Die britische Regierung ignoriert gekonnt die Fan-Forderungen nach sicheren Stehtribünen. Jetzt sorgt eine Petition dafür, dass im Parlament über Stehplätze diskutiert werden muss.
Englische Fußballfans haben sich erfolgreich für eine Debatte über Stehplätze im britischen Parlament eingesetzt. Über 100.000 Unterstützer unterschrieben eine entsprechende Petition.
Stehen ist in Englands beiden höchsten Spielklassen auf Empfehlung des sogenannten Taylor Reports, der 1990 im Anschluss an die Hillsborough-Katastrophe angefertigt wurde, verboten. Allerdings hat die Hillsborough-Untersuchung von 2016 gezeigt, dass nicht die Stehplätze, sondern Polizeiversagen für den Tod der 96 Liverpool-Anhänger verantwortlich gewesen ist.
Vorbild Celtic Glasgow
Nun fordern englische Fans eine Möglichkeit, sich im Stadion zwischen Sitz- und sicheren Stehplätzen entscheiden zu können. Der schottische Spitzenklub Celtic Glasgow hat gute Erfahrungen mit einem sicheren Stehbereich gemacht, der über mit Geländern gesicherte hochklappbare Sitzreihen verfügt.
Vertreter verschiedener Klubs haben sich ein Bild vom erfolgreichen Lösungsansatz im Celtic Park gemacht. Jedoch lehnte die britische Regierung im April ein Vorhaben des Premier-League-Klubs West Bromwich Albion ab, im heimischen Hawthorns Stadion 3600 sogenannte sichere Stehplätze zu installieren.
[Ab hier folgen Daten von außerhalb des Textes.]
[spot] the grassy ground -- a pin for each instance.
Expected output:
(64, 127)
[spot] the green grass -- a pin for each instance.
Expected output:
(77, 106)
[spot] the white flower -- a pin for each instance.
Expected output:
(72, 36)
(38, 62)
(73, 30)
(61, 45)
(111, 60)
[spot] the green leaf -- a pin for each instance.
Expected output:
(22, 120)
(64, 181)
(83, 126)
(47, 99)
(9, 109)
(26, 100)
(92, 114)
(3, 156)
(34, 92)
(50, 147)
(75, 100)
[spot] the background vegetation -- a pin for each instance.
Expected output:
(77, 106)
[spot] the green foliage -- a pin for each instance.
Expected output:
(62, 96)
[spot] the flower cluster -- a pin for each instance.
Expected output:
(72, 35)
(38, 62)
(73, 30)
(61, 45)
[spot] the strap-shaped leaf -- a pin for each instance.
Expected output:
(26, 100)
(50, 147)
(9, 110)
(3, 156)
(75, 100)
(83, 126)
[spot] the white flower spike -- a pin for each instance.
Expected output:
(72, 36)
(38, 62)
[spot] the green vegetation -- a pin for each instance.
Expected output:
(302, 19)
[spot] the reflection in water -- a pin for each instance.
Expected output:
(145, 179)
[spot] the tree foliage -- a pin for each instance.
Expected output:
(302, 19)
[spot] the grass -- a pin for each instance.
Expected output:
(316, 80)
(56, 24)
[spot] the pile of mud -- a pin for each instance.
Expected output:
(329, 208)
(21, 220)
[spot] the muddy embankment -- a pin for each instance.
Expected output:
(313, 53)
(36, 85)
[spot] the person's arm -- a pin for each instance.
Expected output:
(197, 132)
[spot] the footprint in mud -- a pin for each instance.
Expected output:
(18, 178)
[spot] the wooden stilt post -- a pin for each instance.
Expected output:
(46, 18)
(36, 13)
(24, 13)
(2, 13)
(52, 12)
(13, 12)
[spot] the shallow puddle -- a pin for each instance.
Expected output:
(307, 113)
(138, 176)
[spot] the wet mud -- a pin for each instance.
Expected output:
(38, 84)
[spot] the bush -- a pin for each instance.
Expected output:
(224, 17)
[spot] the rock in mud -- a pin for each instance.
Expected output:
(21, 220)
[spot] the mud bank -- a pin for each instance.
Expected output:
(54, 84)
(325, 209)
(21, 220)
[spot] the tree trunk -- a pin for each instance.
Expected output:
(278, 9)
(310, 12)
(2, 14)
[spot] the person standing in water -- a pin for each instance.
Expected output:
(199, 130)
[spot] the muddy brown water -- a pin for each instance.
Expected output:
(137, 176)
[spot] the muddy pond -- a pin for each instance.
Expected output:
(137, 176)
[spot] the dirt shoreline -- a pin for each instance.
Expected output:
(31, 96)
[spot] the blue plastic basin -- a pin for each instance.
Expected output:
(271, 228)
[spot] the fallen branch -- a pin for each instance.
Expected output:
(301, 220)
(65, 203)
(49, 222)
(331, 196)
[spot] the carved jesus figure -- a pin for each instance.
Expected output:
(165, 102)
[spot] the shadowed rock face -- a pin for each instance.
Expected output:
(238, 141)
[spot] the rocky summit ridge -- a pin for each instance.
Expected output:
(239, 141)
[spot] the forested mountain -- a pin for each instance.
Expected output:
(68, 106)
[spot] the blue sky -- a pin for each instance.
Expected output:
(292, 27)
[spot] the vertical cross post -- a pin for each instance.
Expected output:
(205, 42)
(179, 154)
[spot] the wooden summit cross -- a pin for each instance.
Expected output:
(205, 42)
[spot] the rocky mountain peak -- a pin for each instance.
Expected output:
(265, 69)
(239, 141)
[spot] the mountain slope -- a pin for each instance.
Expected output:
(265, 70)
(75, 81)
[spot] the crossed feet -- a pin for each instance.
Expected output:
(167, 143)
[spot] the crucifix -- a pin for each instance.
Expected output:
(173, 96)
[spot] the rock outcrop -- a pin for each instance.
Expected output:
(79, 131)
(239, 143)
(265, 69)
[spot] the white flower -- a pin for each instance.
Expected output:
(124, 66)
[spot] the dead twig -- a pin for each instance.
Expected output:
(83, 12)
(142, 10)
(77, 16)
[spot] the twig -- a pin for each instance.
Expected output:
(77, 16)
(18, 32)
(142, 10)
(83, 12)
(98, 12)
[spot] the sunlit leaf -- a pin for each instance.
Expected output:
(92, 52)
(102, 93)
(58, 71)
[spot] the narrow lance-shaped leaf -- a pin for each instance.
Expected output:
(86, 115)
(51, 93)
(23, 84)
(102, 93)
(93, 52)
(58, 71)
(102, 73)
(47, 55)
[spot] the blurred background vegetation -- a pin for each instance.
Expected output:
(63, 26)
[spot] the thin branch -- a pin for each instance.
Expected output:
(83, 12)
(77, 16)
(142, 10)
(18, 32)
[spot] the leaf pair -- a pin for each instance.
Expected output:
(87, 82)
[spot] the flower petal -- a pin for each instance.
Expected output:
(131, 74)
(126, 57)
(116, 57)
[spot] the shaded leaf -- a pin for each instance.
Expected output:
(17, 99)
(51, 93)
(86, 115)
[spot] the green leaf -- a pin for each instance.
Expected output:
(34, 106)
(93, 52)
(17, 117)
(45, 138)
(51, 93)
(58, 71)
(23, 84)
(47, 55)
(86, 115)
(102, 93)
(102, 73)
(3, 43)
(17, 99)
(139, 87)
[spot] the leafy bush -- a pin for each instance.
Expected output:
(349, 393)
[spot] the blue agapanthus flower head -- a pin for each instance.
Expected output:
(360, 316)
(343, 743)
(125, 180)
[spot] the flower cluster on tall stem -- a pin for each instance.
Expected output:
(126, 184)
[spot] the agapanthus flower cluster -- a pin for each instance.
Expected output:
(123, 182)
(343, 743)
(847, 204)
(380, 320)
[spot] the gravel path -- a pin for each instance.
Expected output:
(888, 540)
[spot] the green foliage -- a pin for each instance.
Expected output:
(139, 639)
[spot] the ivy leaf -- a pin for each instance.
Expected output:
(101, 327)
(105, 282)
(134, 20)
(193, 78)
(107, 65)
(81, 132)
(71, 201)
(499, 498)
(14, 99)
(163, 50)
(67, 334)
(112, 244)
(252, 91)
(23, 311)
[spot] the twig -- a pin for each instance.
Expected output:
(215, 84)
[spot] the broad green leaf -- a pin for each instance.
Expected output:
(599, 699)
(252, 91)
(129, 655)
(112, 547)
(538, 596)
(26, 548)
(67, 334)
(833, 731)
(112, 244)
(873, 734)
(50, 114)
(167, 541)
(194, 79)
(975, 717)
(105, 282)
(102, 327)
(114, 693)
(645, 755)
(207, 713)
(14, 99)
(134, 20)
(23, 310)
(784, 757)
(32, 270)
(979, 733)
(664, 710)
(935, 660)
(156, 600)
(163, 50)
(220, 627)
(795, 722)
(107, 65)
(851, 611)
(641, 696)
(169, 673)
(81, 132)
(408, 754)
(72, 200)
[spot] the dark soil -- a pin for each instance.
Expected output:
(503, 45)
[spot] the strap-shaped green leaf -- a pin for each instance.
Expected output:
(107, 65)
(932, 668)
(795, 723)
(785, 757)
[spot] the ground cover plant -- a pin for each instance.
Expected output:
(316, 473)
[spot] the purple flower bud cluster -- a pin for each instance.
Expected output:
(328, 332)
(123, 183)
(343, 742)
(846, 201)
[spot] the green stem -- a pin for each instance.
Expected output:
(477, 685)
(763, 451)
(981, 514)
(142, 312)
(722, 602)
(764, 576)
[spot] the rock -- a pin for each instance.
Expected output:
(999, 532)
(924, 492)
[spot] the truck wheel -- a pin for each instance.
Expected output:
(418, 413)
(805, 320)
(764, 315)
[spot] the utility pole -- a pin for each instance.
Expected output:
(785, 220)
Mehr als eine „lautstarke Minderheit“
Die britische Sportsministerin Tracey Crouch (Konservative) betonte erneut, dass sie nicht beabsichtige, etwas an der britischen Stehplatz-Politik zu ändern. Dabei müsste die Gesetzgebung nicht einmal verändert werden, um sicheres Stehen in Premier League und Championship zu ermöglichen. Crouch müsste lediglich die Anwendung des geltenden Rechts anpassen.
Die Ministerin bezeichnete die Befürworter der sicheren Stehplätze als „lautstarke Minderheit“. Sehr zum Ärger der Fans, die in den reinen Sitzplatz-Stadien des Landes ohnehin schon stehen.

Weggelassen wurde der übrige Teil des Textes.